Malaria along the southernmost fringe of its distribution in Africa: epidemiology and control - PubMed (original) (raw)
- PMID: 330017
- PMCID: PMC2366613
Malaria along the southernmost fringe of its distribution in Africa: epidemiology and control
A Smith et al. Bull World Health Organ. 1977.
Abstract
After more than thirty years of malaria control in northern Transvaal with residual insecticides, malaria prevalence has been reduced to a low level. However, low-grade transmission of Plasmodium falciparum continues, with periodic focal outbreaks after abnormally high rainfall. From October 1973 to September 1976, the operational and epidemiological factors involved in this residual transmission were studied in over 17 000 people of an area of northern Transvaal. Incidence surveys based on the screening of fever cases revealed 42 autochthonous cases of malaria in 1974-75 and 10 cases in 1975-76. Parasite prevalence surveys were not sensitive enough to assess the malaria situation, and serological testing indicated different levels of infection according to the method used. One of the two principal vectors of malaria in Africa-Anopheles funestus Giles-was not detected in the project area, and the A. gambiae group (species A and B) was found in extremely low numbers, so that it could not have accounted for the low-grade transmission in the area.

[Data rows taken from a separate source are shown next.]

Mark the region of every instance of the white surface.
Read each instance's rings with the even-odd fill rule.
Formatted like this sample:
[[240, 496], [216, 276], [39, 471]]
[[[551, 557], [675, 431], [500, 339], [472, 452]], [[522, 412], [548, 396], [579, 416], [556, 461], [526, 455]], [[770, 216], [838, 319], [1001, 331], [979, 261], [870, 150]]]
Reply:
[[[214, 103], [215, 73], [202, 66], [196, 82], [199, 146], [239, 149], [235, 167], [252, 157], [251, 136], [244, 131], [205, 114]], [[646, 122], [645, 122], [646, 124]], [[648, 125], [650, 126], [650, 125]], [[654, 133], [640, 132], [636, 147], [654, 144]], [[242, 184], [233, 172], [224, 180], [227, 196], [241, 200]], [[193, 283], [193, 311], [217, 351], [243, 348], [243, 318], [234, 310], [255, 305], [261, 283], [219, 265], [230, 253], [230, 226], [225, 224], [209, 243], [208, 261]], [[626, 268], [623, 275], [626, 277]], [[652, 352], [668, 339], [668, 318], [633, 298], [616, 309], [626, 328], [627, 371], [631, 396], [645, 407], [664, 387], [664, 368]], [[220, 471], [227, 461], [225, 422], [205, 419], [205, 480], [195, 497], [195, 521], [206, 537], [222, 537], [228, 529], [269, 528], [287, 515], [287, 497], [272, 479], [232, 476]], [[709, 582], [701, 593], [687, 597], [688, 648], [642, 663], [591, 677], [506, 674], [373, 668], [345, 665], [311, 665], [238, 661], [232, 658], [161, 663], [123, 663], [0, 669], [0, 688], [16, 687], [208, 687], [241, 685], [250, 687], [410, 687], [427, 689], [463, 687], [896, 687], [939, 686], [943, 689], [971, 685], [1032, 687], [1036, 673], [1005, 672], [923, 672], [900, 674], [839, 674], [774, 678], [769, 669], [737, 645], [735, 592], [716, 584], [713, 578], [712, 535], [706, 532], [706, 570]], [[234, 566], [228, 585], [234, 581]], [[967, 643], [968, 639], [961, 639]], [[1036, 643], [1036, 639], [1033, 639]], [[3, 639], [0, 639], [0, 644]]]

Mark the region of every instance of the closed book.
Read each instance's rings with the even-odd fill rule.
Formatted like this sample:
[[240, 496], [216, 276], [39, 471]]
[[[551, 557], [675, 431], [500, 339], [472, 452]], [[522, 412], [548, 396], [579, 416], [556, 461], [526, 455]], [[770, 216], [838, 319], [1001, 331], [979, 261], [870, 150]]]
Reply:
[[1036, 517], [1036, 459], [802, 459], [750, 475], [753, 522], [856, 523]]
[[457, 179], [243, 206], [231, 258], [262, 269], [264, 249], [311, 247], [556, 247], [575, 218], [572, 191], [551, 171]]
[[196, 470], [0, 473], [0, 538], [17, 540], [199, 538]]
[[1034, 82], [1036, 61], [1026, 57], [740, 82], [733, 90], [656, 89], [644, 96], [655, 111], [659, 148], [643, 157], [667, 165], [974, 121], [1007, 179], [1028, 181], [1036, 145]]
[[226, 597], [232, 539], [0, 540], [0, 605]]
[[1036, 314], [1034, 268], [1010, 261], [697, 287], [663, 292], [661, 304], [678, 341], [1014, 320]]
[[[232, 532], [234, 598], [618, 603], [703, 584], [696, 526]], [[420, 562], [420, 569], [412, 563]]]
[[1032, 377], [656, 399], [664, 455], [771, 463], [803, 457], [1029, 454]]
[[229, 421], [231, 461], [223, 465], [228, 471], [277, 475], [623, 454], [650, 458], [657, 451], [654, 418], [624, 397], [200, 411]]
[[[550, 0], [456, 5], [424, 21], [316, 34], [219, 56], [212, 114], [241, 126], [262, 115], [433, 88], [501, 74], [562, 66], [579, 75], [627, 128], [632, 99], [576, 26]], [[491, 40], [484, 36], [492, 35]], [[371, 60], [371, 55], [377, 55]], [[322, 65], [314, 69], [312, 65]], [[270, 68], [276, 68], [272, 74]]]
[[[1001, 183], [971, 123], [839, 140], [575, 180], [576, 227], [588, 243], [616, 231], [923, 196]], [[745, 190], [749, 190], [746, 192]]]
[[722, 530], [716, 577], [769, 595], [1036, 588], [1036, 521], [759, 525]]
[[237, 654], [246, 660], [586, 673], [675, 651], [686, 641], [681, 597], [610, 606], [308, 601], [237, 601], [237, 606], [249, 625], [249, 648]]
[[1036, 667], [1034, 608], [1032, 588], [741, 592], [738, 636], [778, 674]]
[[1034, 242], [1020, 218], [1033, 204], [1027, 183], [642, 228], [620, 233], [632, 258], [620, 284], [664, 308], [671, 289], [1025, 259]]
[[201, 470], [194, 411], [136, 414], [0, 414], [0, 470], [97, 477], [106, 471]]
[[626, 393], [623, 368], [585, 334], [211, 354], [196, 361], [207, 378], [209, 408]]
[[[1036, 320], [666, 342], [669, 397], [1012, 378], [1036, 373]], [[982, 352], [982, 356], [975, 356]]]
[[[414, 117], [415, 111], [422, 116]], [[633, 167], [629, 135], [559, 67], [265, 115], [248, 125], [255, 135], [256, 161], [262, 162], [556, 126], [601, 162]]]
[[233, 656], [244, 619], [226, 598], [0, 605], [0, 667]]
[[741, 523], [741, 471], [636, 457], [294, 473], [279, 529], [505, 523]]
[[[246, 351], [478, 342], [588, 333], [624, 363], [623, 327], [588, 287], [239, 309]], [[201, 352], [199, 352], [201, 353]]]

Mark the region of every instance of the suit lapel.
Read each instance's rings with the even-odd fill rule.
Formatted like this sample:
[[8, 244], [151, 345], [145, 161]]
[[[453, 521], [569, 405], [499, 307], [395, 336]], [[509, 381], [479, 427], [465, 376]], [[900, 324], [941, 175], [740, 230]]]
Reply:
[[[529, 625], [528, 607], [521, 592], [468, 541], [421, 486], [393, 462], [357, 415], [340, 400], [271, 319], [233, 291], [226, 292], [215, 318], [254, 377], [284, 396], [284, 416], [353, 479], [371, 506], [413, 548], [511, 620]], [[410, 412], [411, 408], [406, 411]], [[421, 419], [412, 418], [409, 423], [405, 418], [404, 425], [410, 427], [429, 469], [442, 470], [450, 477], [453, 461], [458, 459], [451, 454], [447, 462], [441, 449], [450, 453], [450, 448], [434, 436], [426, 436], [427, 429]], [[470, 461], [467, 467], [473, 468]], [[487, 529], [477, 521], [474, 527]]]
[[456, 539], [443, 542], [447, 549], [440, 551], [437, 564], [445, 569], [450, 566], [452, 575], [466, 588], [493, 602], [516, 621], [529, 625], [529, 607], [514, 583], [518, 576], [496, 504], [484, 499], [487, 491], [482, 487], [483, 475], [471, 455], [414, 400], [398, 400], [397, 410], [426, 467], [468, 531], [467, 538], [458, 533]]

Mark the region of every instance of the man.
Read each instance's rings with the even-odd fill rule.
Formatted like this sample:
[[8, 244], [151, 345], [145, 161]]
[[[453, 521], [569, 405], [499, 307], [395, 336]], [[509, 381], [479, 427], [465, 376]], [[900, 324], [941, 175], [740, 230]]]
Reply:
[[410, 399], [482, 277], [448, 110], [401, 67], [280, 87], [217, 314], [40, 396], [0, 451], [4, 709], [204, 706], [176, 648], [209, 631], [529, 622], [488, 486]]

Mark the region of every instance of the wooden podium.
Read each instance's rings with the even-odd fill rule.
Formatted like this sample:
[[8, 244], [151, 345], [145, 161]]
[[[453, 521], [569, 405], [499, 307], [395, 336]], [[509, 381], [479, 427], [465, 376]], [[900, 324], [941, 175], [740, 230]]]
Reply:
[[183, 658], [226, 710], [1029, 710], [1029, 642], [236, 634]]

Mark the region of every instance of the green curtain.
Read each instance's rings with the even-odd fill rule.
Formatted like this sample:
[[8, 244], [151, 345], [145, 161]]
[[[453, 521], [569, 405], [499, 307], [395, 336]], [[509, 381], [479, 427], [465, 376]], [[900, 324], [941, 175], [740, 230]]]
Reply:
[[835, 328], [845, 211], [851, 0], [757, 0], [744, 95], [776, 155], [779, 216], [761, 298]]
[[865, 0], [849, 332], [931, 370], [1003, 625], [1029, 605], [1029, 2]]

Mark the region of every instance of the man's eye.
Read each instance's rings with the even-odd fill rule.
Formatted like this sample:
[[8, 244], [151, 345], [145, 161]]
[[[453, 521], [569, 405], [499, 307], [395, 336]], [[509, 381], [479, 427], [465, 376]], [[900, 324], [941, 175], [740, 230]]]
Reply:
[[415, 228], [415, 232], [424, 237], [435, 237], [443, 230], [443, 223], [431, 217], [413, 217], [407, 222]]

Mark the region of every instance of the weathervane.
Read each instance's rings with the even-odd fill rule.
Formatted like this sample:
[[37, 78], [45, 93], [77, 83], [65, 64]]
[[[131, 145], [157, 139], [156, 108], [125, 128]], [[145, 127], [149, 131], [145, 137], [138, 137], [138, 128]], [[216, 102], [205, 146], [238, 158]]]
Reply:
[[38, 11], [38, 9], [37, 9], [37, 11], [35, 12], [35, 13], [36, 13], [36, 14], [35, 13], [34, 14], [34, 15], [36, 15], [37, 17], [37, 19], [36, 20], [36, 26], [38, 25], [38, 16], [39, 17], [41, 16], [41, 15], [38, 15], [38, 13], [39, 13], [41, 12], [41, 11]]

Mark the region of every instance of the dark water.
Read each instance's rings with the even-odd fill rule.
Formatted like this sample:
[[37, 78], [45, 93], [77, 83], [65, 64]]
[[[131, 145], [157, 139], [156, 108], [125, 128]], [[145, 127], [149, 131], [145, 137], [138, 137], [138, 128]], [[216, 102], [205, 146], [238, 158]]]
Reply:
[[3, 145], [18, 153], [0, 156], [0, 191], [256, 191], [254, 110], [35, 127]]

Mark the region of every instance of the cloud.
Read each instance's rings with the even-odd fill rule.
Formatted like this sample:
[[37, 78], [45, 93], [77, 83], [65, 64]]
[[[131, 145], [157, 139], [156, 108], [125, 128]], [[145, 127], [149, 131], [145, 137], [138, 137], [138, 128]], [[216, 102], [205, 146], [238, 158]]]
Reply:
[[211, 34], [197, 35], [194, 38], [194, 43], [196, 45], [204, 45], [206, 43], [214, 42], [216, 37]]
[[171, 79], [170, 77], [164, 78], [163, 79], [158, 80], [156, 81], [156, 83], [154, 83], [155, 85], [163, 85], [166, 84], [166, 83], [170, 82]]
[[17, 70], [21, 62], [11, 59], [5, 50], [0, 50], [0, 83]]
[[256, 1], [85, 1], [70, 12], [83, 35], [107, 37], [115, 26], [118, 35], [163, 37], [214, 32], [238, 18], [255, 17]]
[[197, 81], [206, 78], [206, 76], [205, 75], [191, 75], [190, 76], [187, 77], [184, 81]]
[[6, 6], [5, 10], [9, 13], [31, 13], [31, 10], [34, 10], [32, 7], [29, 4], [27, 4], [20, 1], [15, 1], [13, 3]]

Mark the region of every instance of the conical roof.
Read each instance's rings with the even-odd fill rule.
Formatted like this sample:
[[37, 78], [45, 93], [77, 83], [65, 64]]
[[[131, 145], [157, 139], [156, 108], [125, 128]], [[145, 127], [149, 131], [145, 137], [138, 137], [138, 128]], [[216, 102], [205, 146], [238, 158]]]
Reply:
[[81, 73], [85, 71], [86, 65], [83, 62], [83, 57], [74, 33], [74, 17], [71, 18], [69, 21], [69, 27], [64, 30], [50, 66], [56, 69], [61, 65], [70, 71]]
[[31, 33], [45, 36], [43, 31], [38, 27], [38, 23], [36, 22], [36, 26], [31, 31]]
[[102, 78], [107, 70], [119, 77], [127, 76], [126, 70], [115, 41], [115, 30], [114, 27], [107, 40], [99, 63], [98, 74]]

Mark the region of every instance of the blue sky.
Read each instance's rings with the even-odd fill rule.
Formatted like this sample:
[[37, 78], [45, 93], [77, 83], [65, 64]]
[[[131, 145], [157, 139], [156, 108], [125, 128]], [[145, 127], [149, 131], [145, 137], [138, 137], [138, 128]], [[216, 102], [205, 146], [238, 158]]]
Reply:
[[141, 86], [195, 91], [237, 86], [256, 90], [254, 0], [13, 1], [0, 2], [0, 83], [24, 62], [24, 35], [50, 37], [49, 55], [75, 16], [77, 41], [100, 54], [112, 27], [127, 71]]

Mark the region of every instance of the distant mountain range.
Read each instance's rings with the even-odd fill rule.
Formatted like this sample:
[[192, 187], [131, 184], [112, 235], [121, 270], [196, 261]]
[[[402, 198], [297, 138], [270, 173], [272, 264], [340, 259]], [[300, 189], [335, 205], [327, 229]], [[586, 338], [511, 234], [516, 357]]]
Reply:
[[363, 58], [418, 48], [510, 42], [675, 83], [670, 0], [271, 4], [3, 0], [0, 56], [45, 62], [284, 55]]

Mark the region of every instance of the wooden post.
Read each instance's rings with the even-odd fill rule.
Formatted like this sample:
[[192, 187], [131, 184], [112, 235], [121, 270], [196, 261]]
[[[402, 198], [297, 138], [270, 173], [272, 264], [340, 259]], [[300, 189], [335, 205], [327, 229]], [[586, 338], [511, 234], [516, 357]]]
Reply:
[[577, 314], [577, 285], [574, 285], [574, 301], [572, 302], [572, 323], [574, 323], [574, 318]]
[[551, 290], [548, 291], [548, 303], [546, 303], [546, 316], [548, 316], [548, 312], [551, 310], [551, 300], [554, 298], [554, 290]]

A recently discovered member of the A. funestus group somewhat resembling A. aruni Sobti, and a species hitherto undiscovered in the Transvaal, which is abundant in the area and is indistinguishable from A. flavicosta Edwards, may be involved. Both were found biting man-mostly outdoors during the four hours following dusk, when people frequently gather outside their houses and are thus vulnerable to mosquito bites.